Message par Nestor Almendros »

SPOILERS

J’avais pourtant vu le film à plusieurs reprises mais il ne m’était jamais apparu aussi clair et passionnant. On retrouve ici une histoire d’échec, thématique que Huston explorera à plusieurs reprises (QUAND LA VILLE DORT ou L’HOMME QUI VOULUT ÊTRE ROI : deux exemples évidents parmi tant d’autres). Pendant la projection j’ai souvent pensé à L’AFFAIRE CICERON de Mankiewicz (qui sortira quatre ans plus tard), qui ont pour point commun la description de l’effort qui n’aboutit à rien. La similitude va même jusqu’à la conclusion : un éclat de rire salvateur devant l’ironie de la situation. Dans ces deux films les personnages se laissent porter par leurs rêves au point de le laisser devenir une obsession qui rend la situation incontrôlable et fatale. Mais à l’instar du film de Mankiewicz, les relations entre les personnages ne sont pas biaisées par le mensonge. Ici le jeu est ouvert et laisse observer les changements de comportement, la suspicion ou la méfiance. Huston s’amuse à montrer une qualité potentielle de l’Humanité (camaraderie, cohésion, travail en équipe) qui implose dans la seule perspective de l’appât du gain et du bonheur individuel. C’est Dobbs (Humphrey Bogart) qui incarne cette faiblesse de l’homme : c’est un personnage qui passe d’une situation extrême (sans argent, à la rue) à une autre (fortune grâce à l’or) et qui n’encaisse pas le choc, qui laisse sa personnalité s’abandonner à des pulsions primaires. Après avoir erré au jour le jour sans autre but qu’une survie précaire, il saisira un occasion (qui s’avèrera bénéfique) mais succombera face au rêve devenu accessible. C’est l’un des thèmes qui rend le film si passionnant : la faiblesse de l’Homme face aux rêves imposés par la société et la capacité de l’Homme à agir contre ses intérêts.
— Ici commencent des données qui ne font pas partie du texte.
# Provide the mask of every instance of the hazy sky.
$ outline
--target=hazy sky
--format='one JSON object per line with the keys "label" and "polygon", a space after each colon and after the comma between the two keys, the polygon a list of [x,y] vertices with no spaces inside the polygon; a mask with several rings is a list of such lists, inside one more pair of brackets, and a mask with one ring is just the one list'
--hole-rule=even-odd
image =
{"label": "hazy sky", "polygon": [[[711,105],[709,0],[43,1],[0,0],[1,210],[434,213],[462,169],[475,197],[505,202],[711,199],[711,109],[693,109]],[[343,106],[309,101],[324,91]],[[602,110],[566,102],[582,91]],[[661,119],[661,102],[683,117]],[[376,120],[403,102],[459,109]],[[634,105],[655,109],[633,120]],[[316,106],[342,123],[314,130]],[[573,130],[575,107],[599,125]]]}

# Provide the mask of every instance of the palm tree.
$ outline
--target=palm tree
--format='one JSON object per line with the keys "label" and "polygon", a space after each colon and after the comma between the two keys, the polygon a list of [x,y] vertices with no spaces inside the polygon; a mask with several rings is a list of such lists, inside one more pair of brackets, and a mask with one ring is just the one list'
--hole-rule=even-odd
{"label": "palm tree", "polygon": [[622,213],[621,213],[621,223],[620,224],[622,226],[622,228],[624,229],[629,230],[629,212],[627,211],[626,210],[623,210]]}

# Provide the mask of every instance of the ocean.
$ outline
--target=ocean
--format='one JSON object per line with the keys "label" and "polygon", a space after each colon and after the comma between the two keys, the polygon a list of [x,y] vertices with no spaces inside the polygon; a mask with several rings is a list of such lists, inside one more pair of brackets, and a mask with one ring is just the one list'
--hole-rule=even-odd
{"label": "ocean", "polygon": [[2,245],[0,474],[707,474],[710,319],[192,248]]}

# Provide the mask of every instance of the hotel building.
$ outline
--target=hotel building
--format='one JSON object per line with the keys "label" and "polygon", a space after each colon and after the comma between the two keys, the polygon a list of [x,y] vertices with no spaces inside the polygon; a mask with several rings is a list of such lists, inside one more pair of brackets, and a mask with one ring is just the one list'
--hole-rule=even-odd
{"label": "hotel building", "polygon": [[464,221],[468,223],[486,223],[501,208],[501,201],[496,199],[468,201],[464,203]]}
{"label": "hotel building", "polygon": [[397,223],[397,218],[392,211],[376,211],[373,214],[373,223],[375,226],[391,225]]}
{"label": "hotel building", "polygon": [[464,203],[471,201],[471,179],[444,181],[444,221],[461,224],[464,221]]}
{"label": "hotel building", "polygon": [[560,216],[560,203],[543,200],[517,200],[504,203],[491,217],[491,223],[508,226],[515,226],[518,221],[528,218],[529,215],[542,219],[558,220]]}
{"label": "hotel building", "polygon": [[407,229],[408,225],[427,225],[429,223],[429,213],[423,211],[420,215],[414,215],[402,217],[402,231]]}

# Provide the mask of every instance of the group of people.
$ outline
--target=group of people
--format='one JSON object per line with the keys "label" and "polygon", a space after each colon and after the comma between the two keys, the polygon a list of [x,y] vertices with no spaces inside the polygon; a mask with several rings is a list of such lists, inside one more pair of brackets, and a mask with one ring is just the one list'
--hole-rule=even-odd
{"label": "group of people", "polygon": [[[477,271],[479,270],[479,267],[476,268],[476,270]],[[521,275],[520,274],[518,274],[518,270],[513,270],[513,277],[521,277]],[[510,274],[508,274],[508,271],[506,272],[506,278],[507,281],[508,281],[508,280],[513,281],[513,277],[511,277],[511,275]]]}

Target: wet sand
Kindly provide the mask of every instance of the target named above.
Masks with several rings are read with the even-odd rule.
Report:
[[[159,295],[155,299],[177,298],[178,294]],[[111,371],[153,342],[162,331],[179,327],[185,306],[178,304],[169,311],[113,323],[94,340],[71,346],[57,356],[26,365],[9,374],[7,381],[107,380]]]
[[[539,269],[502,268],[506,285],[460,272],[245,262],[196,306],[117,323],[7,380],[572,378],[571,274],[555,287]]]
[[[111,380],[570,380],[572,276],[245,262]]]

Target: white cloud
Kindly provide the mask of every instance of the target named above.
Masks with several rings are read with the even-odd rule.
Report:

Huston aborde également un rapport parfois quasi mystique avec le destin. La première partie est révélatrice de cette sorte de jeu que semble exercer un Dieu ironique (ce qu’a bien compris Howard – Walter Huston – quand il éclate de rire). Il y a comme un coup de pouce du destin qui amène Dobbs à monter son équipe de prospection après plusieurs petits évènements qui semblent finalement se répondre, se compléter, former une suite logique qui nous feraient presque dire « c’était écrit ». Lorsque la cavalerie mexicaine arrive opportunément pour sauver les trois compères d’une attaque de bandits, on a parfois l’impression que le hasard est comme poussé du coude. Plus explicite encore, il y a ce personnage d’Américain (interprété par John Huston lui-même) qui donnera plusieurs fois l’aumône à Dobbs. Les seules pièces qu’il reçoit dans toute cette journée sont celles de ce mystérieux passant, élégamment habillé de blanc, toujours là au bon moment. C’est avec ce petit pécule que Dobbs s’offrira une petite toilette (au passage j’adore cette scène chez le barbier à la gestuelle précise et parfaite), dépensera le reste dans un café. Il s'y fera un peu forcer la main pour acheter un billet de tombola qui se révèlera gagnant à l’exact moment où Dobbs en avait besoin.
On pourrait aussi ajouter la séquence de la guérison de l’enfant par un Howard que la mise en scène s’applique à montrer surnaturel, habillé de blanc (comme l’Américain), presque comme une apparition. On est alors tenté de se demander si ce personnage n’est pas lui aussi un envoyé du destin (un ange?) : il est le sage du groupe, celui qui a tout vécu, qui sait se débrouiller et qui connaît les dangers des fièvres de richesse. Il fait partie des nombreux éléments de l’histoire qui semblent être là pour tester Dobbs, lui donner une chance, lui montrer la bonne voie à suivre en même que lui donner l’occasion de craquer (autre exemple: le chercheur d’or qui veut se joindre à eux). Evidemment Dobbs, pauvre bougre peu réflexif et trop instinctif, ne saisira pas les bonnes branches pour éviter sa chute.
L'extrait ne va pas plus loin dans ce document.